Proteomic Analysis Of The Nanoparticle Biomolecular Corona Formed In The Plasma Of Lung Cancer Patients And Healthy Controls

Title: Proteomic Analysis Of The Nanoparticle Biomolecular Corona Formed In The Plasma Of Lung Cancer Patients And Healthy Controls
Author(s): I Marinescu ND Trinh MP Keane M Monopoli C McCarthy
Institution: UCD and St Vincent's University Hospital, RCSI
Poster: Click to view poster
Category: Lung Cancer and Bronchoscopy
Abstract: A challenge posed by lung cancer biomarker screening is that target proteins have low molecular weights and are too difficult to isolate by standard mass spectrometry (MS) alone. Using nanoparticles (NPs) and the protein corona formed on their surface to isolate molecules of interest may be a more efficient way to detect low-abundance proteins related to malignancy. In this study, we characterize the protein corona formed on silica NPs incubated with human plasma from lung cancer patients and healthy volunteers.

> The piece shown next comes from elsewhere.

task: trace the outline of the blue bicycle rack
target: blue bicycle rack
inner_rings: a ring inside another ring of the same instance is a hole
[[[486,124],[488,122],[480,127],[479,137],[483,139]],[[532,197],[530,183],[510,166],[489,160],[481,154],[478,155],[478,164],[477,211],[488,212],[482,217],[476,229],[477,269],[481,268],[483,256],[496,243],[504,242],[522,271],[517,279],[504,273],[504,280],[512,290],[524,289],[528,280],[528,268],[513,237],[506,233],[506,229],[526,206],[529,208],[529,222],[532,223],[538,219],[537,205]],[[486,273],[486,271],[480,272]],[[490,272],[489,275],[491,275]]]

Samples were analysed using dodecyl sulphate polyacrylamide gel electrophoresis and MS. The raw data was imported into MaxQuant for label-free quantification and then analysed using the softwares Perseus and Cytoscape.
Gel densitometry analysis revealed two significantly different protein bands between lung cancer and controls. MS analysis identified five significantly down-regulated proteins in the lung cancer group. The most abundant proteins identified were apolipoprotein A-I, fibrinogen, albumin and proteins of the complement family.
The results of our analysis provide information on the surface constitution of NPs introduced into plasma and pave the way for a better understanding of how this may influence their interaction with the internal environment. The down-regulation of several proteins in the cancer samples suggests an altered molecular make-up in malignancy and may contribute to the future discovery and implementation of specific biomarkers for lung cancer screening.